Hi, Christian, I am not qualified to speak about these things, being a Windows user and without a clue concerning all those Unix things. My naive perspective is this: as a Windows user, everything is wonderfully simple - download the installer, click, click, click. done. But with Unix, it seems that it's not quite so, and perhaps even Hackerish knowledge comes into play, and ease may hinge on levels of expertise and experience. And I think it is worth the effort to have a beautiful documentation of installation and upgrade, extending all knowledge, know-how and what-not on a silver tray.

Am Mittwoch, 17. März 2021, 18:52:36 MEZ hat Christian Grün <christian.gruen@gmail.com> Folgendes geschrieben:


Hi Hans-Jürgen,

Should this perhaps be part of the official documentation? Especially installation and upgrade deserve maximum attention and helpfulness.

I certainly agree. Suggestions are always welcome, either via this list or as directed edits in our Wiki. I hoped that the existing information on how to install BaseX is self-explanatory enough, but maybe we should add more details? Or are you specifically missing hints on how to update certain distributions (such as the ZIP distribution)?

Viele Grüße
Christian



Am Mittwoch, 17. März 2021, 18:07:38 MEZ hat Bridger Dyson-Smith <bdysonsmith@gmail.com> Folgendes geschrieben:


Hi Joris,

On Wed, Mar 17, 2021 at 5:39 AM commandline-be <commandline@protonmail.com> wrote:
ok, thanks.


If i can i will try and figure out an upgrade approach or see if i can run a backport which does have the more recent version available.

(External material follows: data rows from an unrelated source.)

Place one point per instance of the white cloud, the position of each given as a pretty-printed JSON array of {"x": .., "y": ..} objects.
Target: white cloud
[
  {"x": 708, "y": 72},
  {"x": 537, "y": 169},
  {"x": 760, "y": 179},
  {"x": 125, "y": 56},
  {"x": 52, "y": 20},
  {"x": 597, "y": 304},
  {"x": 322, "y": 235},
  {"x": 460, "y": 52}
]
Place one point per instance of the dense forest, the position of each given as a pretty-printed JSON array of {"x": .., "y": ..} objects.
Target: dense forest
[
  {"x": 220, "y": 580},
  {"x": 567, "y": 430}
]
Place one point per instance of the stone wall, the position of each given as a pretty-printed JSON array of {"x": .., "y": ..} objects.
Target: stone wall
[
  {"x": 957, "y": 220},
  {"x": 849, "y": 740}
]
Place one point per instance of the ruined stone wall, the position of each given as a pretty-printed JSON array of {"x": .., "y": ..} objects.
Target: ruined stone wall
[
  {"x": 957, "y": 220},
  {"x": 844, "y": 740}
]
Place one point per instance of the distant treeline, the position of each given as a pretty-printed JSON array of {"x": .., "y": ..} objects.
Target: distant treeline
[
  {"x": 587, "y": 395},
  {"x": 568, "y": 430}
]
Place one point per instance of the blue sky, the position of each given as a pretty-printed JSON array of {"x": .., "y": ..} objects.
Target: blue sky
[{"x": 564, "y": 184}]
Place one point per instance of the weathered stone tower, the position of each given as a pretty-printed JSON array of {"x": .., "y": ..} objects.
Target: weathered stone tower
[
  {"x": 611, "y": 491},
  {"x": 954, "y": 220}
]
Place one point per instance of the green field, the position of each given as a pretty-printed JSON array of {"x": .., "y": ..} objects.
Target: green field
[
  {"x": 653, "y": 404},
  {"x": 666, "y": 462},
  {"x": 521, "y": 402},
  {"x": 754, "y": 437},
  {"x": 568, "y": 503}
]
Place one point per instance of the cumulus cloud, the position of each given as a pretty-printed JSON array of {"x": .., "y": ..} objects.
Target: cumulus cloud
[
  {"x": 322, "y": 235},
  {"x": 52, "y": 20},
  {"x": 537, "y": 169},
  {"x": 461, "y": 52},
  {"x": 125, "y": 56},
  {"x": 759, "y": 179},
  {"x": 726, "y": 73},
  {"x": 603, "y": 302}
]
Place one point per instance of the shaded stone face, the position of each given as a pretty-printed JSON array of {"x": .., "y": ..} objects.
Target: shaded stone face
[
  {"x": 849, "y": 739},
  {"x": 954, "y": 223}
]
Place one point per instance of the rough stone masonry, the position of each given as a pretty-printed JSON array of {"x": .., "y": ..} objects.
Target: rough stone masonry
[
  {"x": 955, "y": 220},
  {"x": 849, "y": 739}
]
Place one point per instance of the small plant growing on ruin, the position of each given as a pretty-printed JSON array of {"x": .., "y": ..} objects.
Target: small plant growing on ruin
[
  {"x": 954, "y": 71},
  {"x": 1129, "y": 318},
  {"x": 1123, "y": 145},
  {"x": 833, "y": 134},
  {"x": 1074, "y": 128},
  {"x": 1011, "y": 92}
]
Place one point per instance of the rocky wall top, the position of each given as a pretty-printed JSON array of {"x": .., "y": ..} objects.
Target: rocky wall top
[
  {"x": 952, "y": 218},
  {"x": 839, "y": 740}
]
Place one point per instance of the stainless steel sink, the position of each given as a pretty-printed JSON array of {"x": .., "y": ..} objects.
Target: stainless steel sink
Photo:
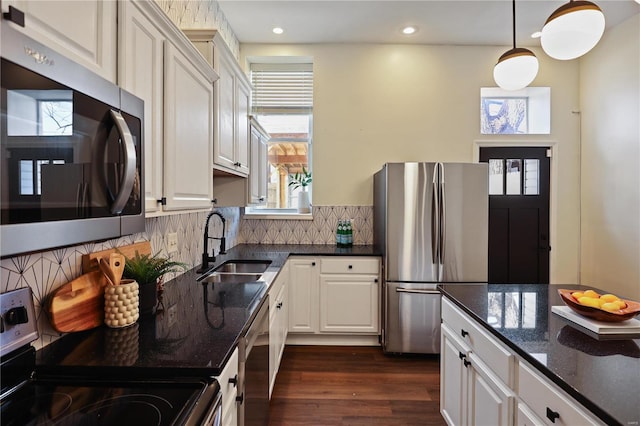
[
  {"x": 230, "y": 278},
  {"x": 244, "y": 266}
]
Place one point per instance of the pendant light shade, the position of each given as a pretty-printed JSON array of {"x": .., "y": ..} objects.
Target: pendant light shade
[
  {"x": 572, "y": 30},
  {"x": 517, "y": 67}
]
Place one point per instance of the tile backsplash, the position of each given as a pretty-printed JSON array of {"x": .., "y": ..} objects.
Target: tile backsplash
[
  {"x": 320, "y": 230},
  {"x": 48, "y": 270}
]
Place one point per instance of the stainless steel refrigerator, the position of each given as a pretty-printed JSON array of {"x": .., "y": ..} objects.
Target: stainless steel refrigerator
[{"x": 431, "y": 222}]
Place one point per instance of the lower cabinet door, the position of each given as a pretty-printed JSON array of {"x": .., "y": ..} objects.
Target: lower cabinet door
[
  {"x": 490, "y": 402},
  {"x": 453, "y": 377}
]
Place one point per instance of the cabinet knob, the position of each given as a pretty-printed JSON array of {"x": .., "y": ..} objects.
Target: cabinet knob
[
  {"x": 552, "y": 415},
  {"x": 14, "y": 15},
  {"x": 234, "y": 380}
]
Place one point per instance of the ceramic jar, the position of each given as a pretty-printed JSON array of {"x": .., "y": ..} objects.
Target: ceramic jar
[{"x": 121, "y": 304}]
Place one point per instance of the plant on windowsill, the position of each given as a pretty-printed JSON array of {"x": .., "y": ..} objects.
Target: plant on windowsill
[
  {"x": 302, "y": 180},
  {"x": 149, "y": 272}
]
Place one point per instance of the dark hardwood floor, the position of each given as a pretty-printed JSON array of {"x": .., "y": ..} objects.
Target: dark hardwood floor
[{"x": 340, "y": 385}]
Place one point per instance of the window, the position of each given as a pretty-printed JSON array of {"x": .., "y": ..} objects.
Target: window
[
  {"x": 283, "y": 105},
  {"x": 526, "y": 111}
]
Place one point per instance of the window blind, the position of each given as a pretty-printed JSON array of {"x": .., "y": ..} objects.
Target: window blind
[{"x": 282, "y": 87}]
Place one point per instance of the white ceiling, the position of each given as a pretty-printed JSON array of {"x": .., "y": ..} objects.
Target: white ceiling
[{"x": 451, "y": 22}]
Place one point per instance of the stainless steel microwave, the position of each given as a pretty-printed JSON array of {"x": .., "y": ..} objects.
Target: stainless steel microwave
[{"x": 71, "y": 151}]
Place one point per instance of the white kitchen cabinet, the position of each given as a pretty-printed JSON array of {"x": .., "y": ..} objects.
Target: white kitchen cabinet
[
  {"x": 483, "y": 382},
  {"x": 278, "y": 323},
  {"x": 159, "y": 64},
  {"x": 188, "y": 132},
  {"x": 334, "y": 296},
  {"x": 258, "y": 164},
  {"x": 228, "y": 380},
  {"x": 237, "y": 191},
  {"x": 471, "y": 392},
  {"x": 83, "y": 31},
  {"x": 141, "y": 72},
  {"x": 304, "y": 276},
  {"x": 349, "y": 295},
  {"x": 546, "y": 403},
  {"x": 232, "y": 96}
]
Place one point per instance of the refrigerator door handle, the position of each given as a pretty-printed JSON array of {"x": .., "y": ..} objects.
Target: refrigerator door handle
[
  {"x": 414, "y": 291},
  {"x": 434, "y": 217},
  {"x": 443, "y": 222}
]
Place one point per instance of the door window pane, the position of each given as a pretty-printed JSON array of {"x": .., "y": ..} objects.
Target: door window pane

I've found that something like this following works very well for me across several operating systems:

```
cd ~/bin
mkdir basex-src basex-data
unzip BaseX.zip
rm -rf basex/src basex/data
ln -s ~/bin/basex-src ~/bin/basex/src; ln -s ~/bin/basex-data ~/bin/basex-data
```
You can include the ~/bin/basex directory path in your environmental $PATH and you're off to the races.

Subsequent updates are basically grabbing the ZIP archive, unpacking it, removing the default src and data directories, and recreating the symbolic links.
All of your database info is kept separately from the defaults, so you don't worry about overwriting in an upgrade.

It's still manual and necessitates some steps, but it's been an easy method for me across several different unix-like operating systems (Redhat, Void, and FreeBSD) that don't have a package for installation.

I know some other people have posted similar approaches here on the mailing list, but I can't think of an easy search term to help locate them.
 
Essentialy, i dislike Ubuntu a lot and Arch well, i never got round to arch really.

Best,

Joris

HTH
Best,
Bridger

 

- - -
mailto:commandline@protonmail.com

‐‐‐‐‐‐‐ Original Message ‐‐‐‐‐‐‐
On Wednesday, 17 March 2021 10:35, Christian Grün <christian.gruen@gmail.com> wrote:

> > Linux is eays, everything is a file. It are the specifics which make it hard, particularly configuration.
>

> Right. At the moment, there is no automatized process to get the
> Debian/Ubuntu distribution updates automatized.
>

> > I think my issue with the Preferences panel may come from running the most recent basex and it overwriting configuration files since it writes a message to screen saying it overwrites the configuration file.
>

> Thanks for the insight. If you want to stick with the old version of
> BaseX, you can delete the .basexgui file (which includes the GUI
> configuration) to resolve the issue.